The reluctant expert
Time is not the only element that separates the world of research from journalism. Where researchers have a poorly hidden partiality for academic jargon, complexity and long sentences, journalists use a language that is clear and unambiguous. Expert is one of the words treasured by the news media yet loathed and feared by many researchers. So what does it feel like for a researcher to be appointed an expert by the news media?
Expert is one of the words treasured by the news media yet loathed and feared by many researchers.
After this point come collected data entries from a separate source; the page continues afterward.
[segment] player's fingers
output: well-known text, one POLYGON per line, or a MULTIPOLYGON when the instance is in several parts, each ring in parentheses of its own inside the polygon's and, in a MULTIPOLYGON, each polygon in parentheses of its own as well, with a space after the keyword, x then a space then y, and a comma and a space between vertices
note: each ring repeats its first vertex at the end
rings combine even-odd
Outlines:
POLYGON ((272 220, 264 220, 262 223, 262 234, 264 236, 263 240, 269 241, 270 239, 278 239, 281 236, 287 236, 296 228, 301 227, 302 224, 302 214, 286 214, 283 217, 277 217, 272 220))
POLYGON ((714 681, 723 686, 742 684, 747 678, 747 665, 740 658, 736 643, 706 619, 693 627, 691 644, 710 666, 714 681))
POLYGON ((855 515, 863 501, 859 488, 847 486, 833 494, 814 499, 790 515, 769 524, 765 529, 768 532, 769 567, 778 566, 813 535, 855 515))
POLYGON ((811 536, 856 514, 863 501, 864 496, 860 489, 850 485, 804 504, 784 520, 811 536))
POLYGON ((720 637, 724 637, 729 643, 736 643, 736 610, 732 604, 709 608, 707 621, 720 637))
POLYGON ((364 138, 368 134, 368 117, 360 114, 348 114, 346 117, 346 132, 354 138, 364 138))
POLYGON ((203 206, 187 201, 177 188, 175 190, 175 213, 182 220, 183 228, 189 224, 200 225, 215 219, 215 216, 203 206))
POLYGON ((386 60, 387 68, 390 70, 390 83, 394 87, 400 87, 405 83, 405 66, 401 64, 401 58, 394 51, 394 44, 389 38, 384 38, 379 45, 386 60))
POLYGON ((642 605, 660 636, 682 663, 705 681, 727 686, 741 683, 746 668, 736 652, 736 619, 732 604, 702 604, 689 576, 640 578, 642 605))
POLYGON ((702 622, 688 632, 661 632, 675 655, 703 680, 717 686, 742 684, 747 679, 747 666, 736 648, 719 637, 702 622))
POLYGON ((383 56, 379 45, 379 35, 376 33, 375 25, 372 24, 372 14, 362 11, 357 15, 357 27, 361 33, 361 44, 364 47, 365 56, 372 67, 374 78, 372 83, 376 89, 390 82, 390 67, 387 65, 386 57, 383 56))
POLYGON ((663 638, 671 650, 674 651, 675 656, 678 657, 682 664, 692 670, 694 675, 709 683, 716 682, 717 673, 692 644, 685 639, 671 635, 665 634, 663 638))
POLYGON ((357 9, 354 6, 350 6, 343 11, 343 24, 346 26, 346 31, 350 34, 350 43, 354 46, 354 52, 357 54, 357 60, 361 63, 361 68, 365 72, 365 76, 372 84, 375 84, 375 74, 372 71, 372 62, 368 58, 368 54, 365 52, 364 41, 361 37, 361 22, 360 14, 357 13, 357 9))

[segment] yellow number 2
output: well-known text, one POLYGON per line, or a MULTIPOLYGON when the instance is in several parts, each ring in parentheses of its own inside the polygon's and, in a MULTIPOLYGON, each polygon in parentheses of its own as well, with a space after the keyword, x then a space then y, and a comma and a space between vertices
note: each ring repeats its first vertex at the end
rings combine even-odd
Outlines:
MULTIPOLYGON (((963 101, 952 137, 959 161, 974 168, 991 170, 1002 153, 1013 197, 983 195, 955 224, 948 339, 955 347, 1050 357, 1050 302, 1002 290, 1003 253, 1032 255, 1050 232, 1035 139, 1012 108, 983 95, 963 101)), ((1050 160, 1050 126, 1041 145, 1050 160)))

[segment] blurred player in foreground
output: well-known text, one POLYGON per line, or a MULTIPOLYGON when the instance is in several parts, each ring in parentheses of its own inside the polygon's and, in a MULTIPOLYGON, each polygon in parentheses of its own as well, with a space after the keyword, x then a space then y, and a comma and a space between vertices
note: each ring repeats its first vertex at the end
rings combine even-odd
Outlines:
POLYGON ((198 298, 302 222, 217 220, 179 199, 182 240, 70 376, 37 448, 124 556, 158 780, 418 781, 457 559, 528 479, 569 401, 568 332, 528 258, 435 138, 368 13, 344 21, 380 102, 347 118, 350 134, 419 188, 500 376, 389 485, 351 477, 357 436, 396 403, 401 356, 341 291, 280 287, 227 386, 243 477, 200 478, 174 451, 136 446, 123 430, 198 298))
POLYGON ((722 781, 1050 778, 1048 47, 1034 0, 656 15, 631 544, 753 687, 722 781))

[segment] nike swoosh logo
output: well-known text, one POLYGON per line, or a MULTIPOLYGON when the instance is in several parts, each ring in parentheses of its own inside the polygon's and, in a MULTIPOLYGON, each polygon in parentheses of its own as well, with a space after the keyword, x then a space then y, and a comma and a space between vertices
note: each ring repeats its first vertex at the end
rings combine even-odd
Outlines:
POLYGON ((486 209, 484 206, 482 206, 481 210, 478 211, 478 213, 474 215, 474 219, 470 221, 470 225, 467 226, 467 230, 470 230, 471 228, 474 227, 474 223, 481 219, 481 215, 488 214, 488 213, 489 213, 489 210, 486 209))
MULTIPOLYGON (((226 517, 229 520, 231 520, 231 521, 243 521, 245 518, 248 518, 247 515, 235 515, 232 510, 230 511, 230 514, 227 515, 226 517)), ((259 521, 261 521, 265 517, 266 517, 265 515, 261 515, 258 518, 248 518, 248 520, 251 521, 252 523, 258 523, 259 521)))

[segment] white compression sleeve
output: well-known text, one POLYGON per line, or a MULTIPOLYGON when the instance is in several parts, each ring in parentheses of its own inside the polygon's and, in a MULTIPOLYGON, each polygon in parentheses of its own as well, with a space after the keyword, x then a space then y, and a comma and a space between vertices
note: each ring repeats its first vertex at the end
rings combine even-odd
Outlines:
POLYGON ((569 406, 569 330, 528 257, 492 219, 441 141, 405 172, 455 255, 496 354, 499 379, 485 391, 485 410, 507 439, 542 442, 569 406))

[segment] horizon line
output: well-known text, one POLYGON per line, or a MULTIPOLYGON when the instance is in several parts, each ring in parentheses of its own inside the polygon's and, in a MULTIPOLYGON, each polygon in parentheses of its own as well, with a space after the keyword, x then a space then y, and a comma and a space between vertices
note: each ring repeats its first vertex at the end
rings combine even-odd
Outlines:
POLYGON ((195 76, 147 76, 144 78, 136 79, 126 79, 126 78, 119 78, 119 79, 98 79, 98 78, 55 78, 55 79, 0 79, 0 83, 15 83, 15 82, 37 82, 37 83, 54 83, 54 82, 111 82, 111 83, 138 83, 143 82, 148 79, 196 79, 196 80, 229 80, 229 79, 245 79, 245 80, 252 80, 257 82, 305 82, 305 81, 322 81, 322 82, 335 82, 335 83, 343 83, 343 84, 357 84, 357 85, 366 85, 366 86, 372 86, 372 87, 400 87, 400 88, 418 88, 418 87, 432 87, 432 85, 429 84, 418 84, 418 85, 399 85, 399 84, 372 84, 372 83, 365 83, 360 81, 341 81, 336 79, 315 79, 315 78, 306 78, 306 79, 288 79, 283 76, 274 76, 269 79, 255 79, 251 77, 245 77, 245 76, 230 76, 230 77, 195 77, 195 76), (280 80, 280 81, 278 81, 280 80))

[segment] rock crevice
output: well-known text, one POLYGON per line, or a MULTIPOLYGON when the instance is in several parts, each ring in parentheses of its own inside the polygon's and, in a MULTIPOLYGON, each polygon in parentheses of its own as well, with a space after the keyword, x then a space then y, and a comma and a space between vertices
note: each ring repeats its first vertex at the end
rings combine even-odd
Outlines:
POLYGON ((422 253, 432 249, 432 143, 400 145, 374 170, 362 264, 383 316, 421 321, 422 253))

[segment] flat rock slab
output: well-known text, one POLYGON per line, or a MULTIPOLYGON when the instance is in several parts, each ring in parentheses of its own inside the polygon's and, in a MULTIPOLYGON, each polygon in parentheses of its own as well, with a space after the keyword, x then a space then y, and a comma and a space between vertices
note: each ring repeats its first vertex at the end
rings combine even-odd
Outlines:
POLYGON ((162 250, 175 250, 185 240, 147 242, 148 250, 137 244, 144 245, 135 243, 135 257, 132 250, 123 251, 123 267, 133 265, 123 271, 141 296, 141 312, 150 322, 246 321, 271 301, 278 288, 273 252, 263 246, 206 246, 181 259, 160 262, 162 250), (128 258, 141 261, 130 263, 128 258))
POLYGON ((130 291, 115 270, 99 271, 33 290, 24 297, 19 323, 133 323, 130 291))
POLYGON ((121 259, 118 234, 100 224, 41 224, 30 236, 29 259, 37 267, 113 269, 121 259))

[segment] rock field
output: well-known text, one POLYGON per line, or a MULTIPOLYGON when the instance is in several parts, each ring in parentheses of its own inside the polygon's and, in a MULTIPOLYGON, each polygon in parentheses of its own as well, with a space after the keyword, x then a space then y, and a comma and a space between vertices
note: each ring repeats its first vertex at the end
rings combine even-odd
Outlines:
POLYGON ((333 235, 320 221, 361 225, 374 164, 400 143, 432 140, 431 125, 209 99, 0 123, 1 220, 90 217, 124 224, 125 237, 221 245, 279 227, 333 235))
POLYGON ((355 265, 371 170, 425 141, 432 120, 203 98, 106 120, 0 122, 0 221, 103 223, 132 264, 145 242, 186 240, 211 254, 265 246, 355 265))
-I feel a bit uneasy about being referred to as a Qatar expert. To claim that you’re a country expert, that it is up to me to define what this country is and isn’t, has somewhat of a colonial ring to it. If we are to truly understand Qatar, we have to talk to the people who actually live there. That being said, it is of course nice that some refer to me as an expert. In certain respects, it simply means that they acknowledge that I am good at what I’m doing, she says.
Still, to elaborate on the question feels in order for a researcher who works at a research institute that takes pride in its empirical groundedness and country expertise. The decolonization debate that has been, and still is, brought to the fore of academia is deeply intertwined with the claim to be a country expert.
-Seen from the perspective of a researcher who works on the Middle East, the term expert is quite old-fashioned. The decolonization debate is deeply intertwined with claiming to be a country expert. We cannot underestimate the potential pitfalls of us being researchers from the global North, talking about countries in the global South. I’m not an expert on Qatar. I am perhaps an expert on Qatar in the context of Norway, says Norbakk and stresses that the expert title signals that you know everything and have nothing more to learn.
-Yet, research in its entire being is about pushing the boundaries of what you know.